Mortgages and “interest” rates – a contradiction in terms?
The notion that there has been virtually no interest on mortgages for so long does tickle me.
It is probably the most boring subject in the world, just above tax I suspect!
Sadly, this lack of interest on so many levels does impact a lot of people, especially the self-employed, so here is the second part in our thrilling series on everything you wanted to know but were afraid to ask about mortgages.
I will try and add some “interest” at no charge to you, dear reader.
The last post about mortgages was all about getting some standard documentation from your tax account, and the need for an accountant’s certificate, but post-COVID 19 pandemic (if there is such a thing at the moment), mortgage companies are requiring more information from the self-employed.
They now require a full copy of the submitted tax return for 2020-2021 and 2021-2022, rather than just the SA 302 and tax year overview. You are able to get this from your tax account, or just use the copy that your accountant sent to you to sign if they have used commercial software to file your tax return.
So what the devil are mortgage companies looking for now?
Well, the full return will show any SEISS grants claimed, as well as any other COVID grants. Originally, a mortgage company considered this to be a risk as effectively there was no work for the self-employed and it’s being topped up by the governments. Could then the normal income support the mortgage payments? They disqualified anyone from the mortgage application process if they claimed the grants, unless the non-grant income was enough to support the mortgage application.
Caution – “interest” reference coming up
Interestingly enough though (if that phrase can ever be used in a post on mortgages), employees that received furlough payment don’t have to declare that they were on furlough as it’s hidden in the P60.
They don’t get discriminated against because their employers put them out to pasture whilst the government was propping up their pay.
The second thing they want to look at is if there’s any foreign income in the return, as this might
be riskier if you have to travel and potentially travel gets stopped again.
A few brokers have said that the mortgage companies will ignore foreign income. That is a bit of a concern for musicians and opera singers, as often they have to jump into Europe to do various contracts or cover a role.
Or they might be “employed”, and I use that term loosely, by a production house overseas for an opera season, just one opera or maybe the whole season. This can be a significant portion of income for that person.
How will the mortgage company know about the overseas income – sorcery?
There are unsubstantiated rumours (mainly in my head) that they communicate with seeing stones using the power of the mind. The simple answer, however, is that any overseas income would be declared in the foreign section of the tax return, providing taxes have been deducted. It doesn’t actually require you to put down all your foreign income.
It just says if taxes are being deducted locally.

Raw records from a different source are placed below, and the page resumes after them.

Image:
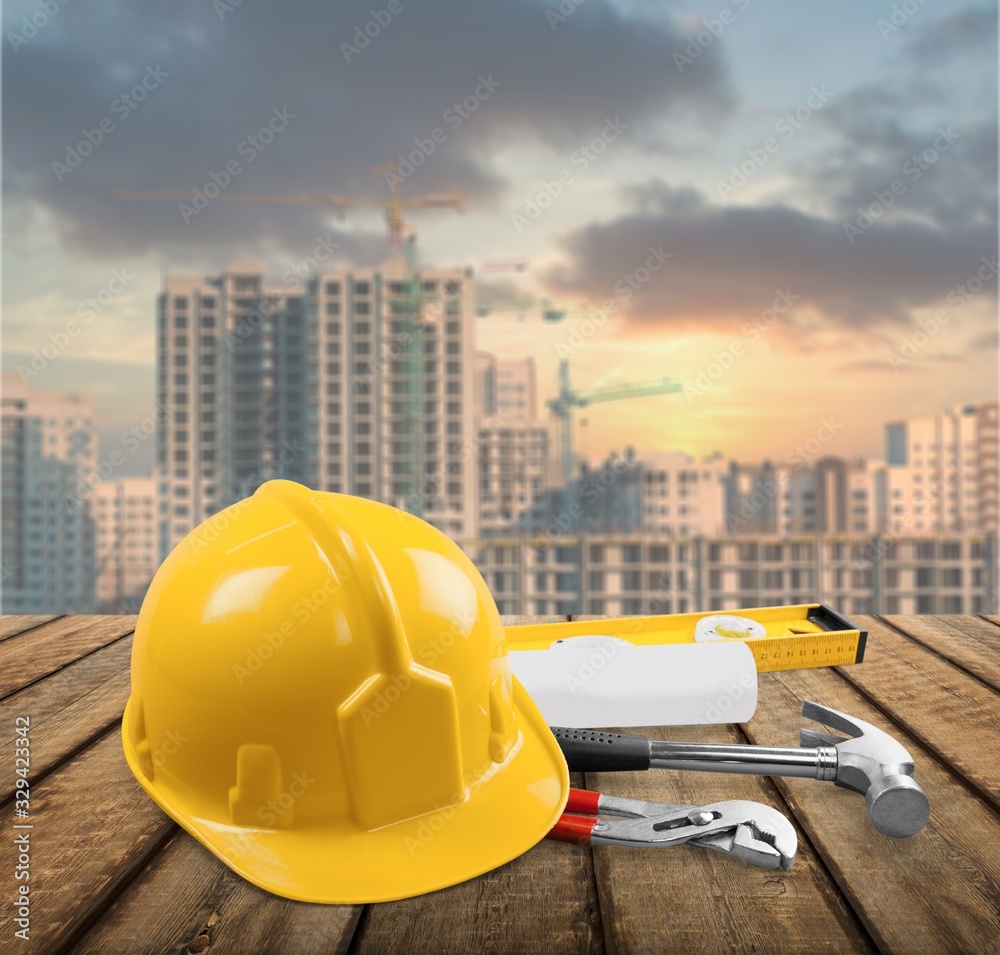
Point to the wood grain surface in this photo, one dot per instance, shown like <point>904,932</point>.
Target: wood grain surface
<point>112,874</point>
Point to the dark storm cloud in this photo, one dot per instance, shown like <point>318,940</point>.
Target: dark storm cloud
<point>944,88</point>
<point>352,109</point>
<point>728,263</point>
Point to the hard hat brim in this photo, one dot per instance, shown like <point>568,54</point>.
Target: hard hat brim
<point>342,863</point>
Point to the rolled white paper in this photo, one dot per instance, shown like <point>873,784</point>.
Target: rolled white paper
<point>601,681</point>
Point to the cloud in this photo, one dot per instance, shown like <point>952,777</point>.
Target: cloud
<point>728,262</point>
<point>943,80</point>
<point>352,110</point>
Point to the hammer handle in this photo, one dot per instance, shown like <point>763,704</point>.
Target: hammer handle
<point>811,763</point>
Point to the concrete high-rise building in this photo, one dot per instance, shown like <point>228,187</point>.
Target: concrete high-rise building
<point>49,472</point>
<point>512,445</point>
<point>941,471</point>
<point>374,436</point>
<point>234,393</point>
<point>834,495</point>
<point>644,573</point>
<point>125,542</point>
<point>313,384</point>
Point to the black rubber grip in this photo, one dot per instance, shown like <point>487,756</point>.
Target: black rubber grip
<point>590,751</point>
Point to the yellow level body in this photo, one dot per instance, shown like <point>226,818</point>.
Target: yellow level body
<point>797,637</point>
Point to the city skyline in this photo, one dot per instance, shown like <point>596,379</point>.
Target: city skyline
<point>574,168</point>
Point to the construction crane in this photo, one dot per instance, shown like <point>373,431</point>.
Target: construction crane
<point>398,237</point>
<point>567,400</point>
<point>393,205</point>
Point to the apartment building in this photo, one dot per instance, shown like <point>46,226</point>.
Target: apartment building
<point>640,573</point>
<point>941,471</point>
<point>512,446</point>
<point>316,384</point>
<point>233,393</point>
<point>126,546</point>
<point>395,418</point>
<point>49,472</point>
<point>834,495</point>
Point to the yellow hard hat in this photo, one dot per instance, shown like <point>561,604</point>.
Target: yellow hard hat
<point>321,696</point>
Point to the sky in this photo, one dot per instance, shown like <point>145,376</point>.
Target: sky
<point>788,208</point>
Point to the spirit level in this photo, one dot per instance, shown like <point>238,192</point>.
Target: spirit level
<point>794,638</point>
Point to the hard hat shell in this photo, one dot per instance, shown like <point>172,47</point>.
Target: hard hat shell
<point>321,696</point>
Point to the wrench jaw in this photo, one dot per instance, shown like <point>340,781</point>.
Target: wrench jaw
<point>745,843</point>
<point>749,831</point>
<point>754,833</point>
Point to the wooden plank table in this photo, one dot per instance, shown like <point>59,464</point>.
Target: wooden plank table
<point>111,873</point>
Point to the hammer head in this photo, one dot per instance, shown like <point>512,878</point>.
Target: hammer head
<point>872,763</point>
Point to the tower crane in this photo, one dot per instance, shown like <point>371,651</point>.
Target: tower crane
<point>567,400</point>
<point>398,238</point>
<point>393,205</point>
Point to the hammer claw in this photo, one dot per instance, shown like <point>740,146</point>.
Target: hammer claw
<point>816,738</point>
<point>839,721</point>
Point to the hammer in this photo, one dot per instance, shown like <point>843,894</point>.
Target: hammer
<point>867,760</point>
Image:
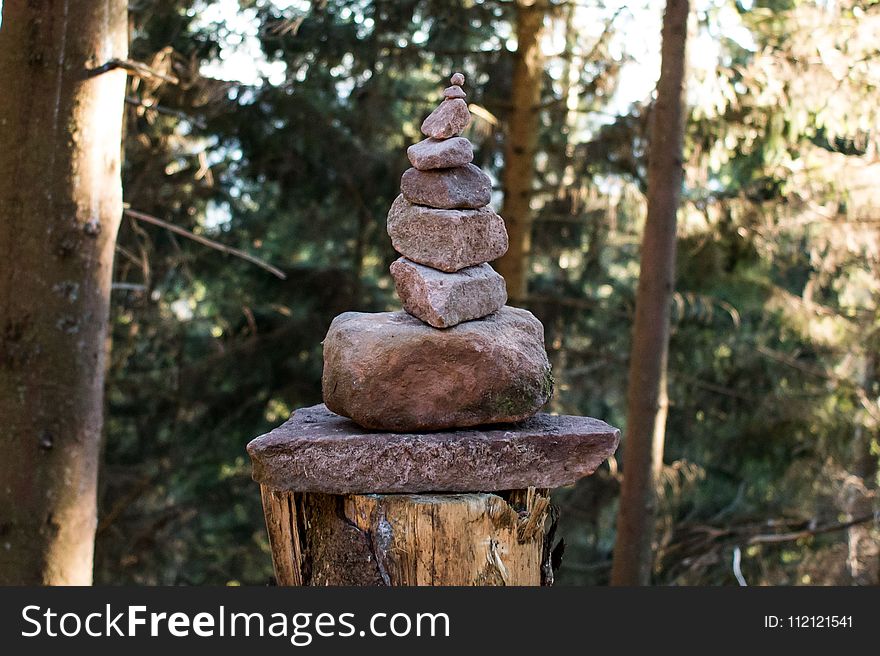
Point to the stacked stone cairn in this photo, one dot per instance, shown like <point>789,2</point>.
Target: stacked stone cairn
<point>457,356</point>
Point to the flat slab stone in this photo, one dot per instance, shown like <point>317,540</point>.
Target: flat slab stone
<point>390,371</point>
<point>440,153</point>
<point>319,451</point>
<point>462,187</point>
<point>449,119</point>
<point>448,240</point>
<point>447,299</point>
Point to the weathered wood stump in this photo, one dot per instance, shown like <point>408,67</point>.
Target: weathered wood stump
<point>348,506</point>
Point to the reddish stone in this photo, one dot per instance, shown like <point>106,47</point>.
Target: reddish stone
<point>390,371</point>
<point>449,119</point>
<point>440,153</point>
<point>464,187</point>
<point>318,451</point>
<point>446,299</point>
<point>448,240</point>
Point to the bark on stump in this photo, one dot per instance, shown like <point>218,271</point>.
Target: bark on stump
<point>347,506</point>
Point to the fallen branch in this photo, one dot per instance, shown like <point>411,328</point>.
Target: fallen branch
<point>210,243</point>
<point>809,532</point>
<point>138,69</point>
<point>160,109</point>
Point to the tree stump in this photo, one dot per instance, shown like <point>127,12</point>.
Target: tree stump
<point>348,506</point>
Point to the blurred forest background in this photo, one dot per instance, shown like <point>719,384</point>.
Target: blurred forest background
<point>280,129</point>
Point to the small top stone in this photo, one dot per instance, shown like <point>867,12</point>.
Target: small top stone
<point>453,92</point>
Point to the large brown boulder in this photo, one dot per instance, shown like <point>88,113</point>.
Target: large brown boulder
<point>318,451</point>
<point>389,371</point>
<point>448,240</point>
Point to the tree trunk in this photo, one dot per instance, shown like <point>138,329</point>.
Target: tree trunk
<point>60,204</point>
<point>521,143</point>
<point>410,539</point>
<point>646,394</point>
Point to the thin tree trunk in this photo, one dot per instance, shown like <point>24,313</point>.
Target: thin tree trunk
<point>60,205</point>
<point>646,394</point>
<point>521,143</point>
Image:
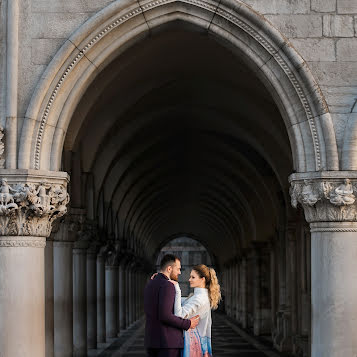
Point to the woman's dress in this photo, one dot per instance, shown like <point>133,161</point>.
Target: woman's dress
<point>197,342</point>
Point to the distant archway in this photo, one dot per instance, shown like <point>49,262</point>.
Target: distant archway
<point>110,32</point>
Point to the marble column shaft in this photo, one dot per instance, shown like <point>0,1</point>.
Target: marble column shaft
<point>91,299</point>
<point>63,298</point>
<point>80,302</point>
<point>329,200</point>
<point>122,300</point>
<point>49,299</point>
<point>111,304</point>
<point>101,299</point>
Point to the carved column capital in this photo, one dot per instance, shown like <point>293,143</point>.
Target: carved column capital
<point>31,200</point>
<point>328,196</point>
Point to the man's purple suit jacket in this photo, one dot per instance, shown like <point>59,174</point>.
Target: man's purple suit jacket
<point>163,329</point>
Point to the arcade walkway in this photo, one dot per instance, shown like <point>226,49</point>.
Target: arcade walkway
<point>229,340</point>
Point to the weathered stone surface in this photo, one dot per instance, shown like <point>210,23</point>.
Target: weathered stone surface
<point>340,99</point>
<point>43,49</point>
<point>325,196</point>
<point>346,49</point>
<point>297,25</point>
<point>315,49</point>
<point>2,60</point>
<point>68,6</point>
<point>338,26</point>
<point>56,24</point>
<point>280,6</point>
<point>347,7</point>
<point>323,5</point>
<point>335,73</point>
<point>29,205</point>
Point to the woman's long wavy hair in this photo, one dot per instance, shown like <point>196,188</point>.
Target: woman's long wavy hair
<point>214,289</point>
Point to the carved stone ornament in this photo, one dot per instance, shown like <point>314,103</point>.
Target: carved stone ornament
<point>325,199</point>
<point>29,208</point>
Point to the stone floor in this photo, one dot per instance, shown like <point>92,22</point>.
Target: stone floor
<point>228,340</point>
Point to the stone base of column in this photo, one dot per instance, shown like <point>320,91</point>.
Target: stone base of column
<point>22,296</point>
<point>334,288</point>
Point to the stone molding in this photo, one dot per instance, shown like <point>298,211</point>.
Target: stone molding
<point>237,13</point>
<point>328,196</point>
<point>333,227</point>
<point>30,203</point>
<point>24,241</point>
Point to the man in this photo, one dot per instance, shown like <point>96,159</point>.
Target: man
<point>164,330</point>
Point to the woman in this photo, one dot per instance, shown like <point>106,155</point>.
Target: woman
<point>206,296</point>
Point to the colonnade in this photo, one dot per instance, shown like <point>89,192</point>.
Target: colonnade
<point>94,289</point>
<point>268,290</point>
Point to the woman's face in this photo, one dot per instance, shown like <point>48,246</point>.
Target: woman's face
<point>196,281</point>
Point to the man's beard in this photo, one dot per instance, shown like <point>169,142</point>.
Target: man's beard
<point>174,277</point>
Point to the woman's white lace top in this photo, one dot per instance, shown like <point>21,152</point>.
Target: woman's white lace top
<point>196,304</point>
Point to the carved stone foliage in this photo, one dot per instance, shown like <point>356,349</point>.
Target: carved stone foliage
<point>326,199</point>
<point>29,209</point>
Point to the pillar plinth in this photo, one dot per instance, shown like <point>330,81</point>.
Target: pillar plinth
<point>30,201</point>
<point>329,202</point>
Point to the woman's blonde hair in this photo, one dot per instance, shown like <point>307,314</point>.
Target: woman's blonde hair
<point>214,289</point>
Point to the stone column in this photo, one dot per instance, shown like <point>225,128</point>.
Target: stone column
<point>329,202</point>
<point>243,293</point>
<point>127,296</point>
<point>49,299</point>
<point>122,300</point>
<point>63,288</point>
<point>80,299</point>
<point>111,303</point>
<point>92,296</point>
<point>101,297</point>
<point>28,207</point>
<point>261,289</point>
<point>130,291</point>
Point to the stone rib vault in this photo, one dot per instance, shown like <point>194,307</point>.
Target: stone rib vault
<point>125,124</point>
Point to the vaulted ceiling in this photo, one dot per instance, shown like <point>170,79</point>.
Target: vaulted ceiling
<point>178,135</point>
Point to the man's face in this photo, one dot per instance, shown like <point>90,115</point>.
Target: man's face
<point>176,270</point>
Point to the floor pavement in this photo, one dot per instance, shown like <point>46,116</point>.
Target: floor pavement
<point>228,340</point>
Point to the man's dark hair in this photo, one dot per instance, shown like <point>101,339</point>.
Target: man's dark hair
<point>168,259</point>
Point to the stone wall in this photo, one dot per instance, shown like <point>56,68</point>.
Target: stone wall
<point>323,31</point>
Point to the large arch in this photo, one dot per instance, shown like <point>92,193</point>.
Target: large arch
<point>96,43</point>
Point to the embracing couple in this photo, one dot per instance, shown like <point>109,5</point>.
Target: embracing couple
<point>175,326</point>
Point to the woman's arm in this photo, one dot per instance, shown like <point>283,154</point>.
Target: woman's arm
<point>191,305</point>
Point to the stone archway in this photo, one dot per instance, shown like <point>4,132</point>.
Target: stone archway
<point>53,121</point>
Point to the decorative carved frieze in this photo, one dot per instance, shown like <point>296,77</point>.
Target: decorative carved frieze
<point>325,198</point>
<point>29,208</point>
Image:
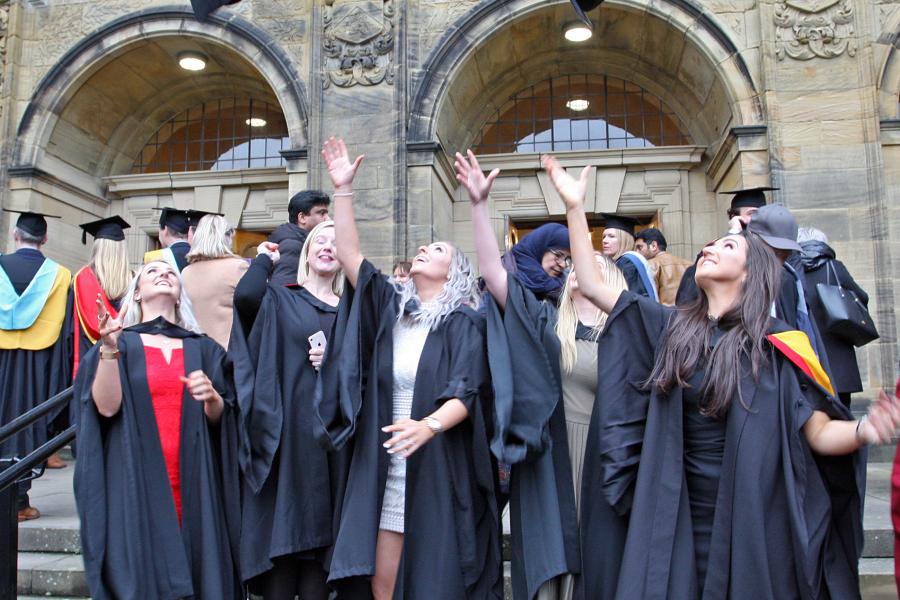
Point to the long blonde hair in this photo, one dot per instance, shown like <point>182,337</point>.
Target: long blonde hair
<point>109,261</point>
<point>337,284</point>
<point>567,318</point>
<point>132,314</point>
<point>212,239</point>
<point>626,241</point>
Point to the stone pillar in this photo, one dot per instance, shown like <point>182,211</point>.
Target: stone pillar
<point>824,148</point>
<point>357,93</point>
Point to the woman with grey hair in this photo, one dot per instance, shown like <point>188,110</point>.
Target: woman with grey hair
<point>820,266</point>
<point>156,479</point>
<point>404,381</point>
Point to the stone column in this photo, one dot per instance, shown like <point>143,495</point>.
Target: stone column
<point>357,93</point>
<point>825,154</point>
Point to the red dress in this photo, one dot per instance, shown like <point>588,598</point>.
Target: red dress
<point>895,504</point>
<point>166,390</point>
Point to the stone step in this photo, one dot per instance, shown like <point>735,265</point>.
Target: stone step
<point>51,574</point>
<point>876,579</point>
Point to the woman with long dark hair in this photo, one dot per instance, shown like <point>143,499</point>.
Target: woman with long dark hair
<point>544,368</point>
<point>288,479</point>
<point>404,382</point>
<point>156,479</point>
<point>735,428</point>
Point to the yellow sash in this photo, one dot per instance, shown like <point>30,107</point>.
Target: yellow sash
<point>46,328</point>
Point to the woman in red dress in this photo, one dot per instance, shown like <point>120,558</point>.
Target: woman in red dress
<point>156,480</point>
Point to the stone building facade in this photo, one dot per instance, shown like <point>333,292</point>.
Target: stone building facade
<point>798,94</point>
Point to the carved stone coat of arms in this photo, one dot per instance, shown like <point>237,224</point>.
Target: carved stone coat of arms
<point>358,45</point>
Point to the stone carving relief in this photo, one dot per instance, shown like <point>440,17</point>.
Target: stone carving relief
<point>358,45</point>
<point>806,29</point>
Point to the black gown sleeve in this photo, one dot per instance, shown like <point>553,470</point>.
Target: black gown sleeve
<point>523,354</point>
<point>249,292</point>
<point>626,354</point>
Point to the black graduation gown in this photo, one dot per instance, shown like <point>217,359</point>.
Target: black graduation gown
<point>774,530</point>
<point>131,541</point>
<point>530,433</point>
<point>288,505</point>
<point>29,377</point>
<point>451,548</point>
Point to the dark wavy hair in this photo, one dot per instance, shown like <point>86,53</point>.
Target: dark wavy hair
<point>745,325</point>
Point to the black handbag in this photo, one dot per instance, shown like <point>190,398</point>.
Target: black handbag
<point>845,316</point>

There is no other declaration anywhere in the tax return about other foreign income. So does that mean if you are taxed with withholding tax, which is how most of the European countries should operate, is that really going to be a disadvantage?
Well, potentially yes.
What’s the solution? None at the moment, as you are correctly doing the tax return by putting in any taxed foreign income into that section of the tax return and any untaxed self-employed foreign income going into the gross income of self-employment.
You may want to keep some bookkeeping notes and record any income you get from UK self-employed work; any income you get from an overseas source that has not been taxed, and then any gross income (before taxes being deducted from overseas) for foreign work.
But to be honest, it’s just another example of people not understanding the life of a musician and opera singer. Plenty more hoops to go through for the self-employed trying to get on the property ladder.
On that note, we asked a friendly mortgage broker for her thoughts on all this.
Here’s what Sarah Parkin at independent brokers Hollybeck had to say, thank you for your
insight Sarah!
“The landscape for the self-employed has much improved over the past few months, with some lenders now reverting to pre-covid requirements on documentation. Not all have, though. I firmly believe that anyone who is self-employed should seek the advice and guidance of an independent mortgage broker. Your broker will know, based on your needs and the paperwork you can provide, who is best placed to help. Complex income sources often need the eyes of a human underwriter – not a computer – and so it’s the smaller building societies who we tend to work with in these situations. Be warned though – not all brokers have access to the smaller lenders so do your homework on your broker to make sure they aren’t restricted to using a lender ‘panel’.
Wise words on finding the specialists there from Sarah.
Whilst the landscape for the self-employed has improved in general, we know that for us performers (and yes, I do still perform the odd show myself) we are in a very tight spot so as ever, it pays to get niche advice. If you need any on your dreaded accounts, you know who to ask. I might even make it a little more “interesting” for you.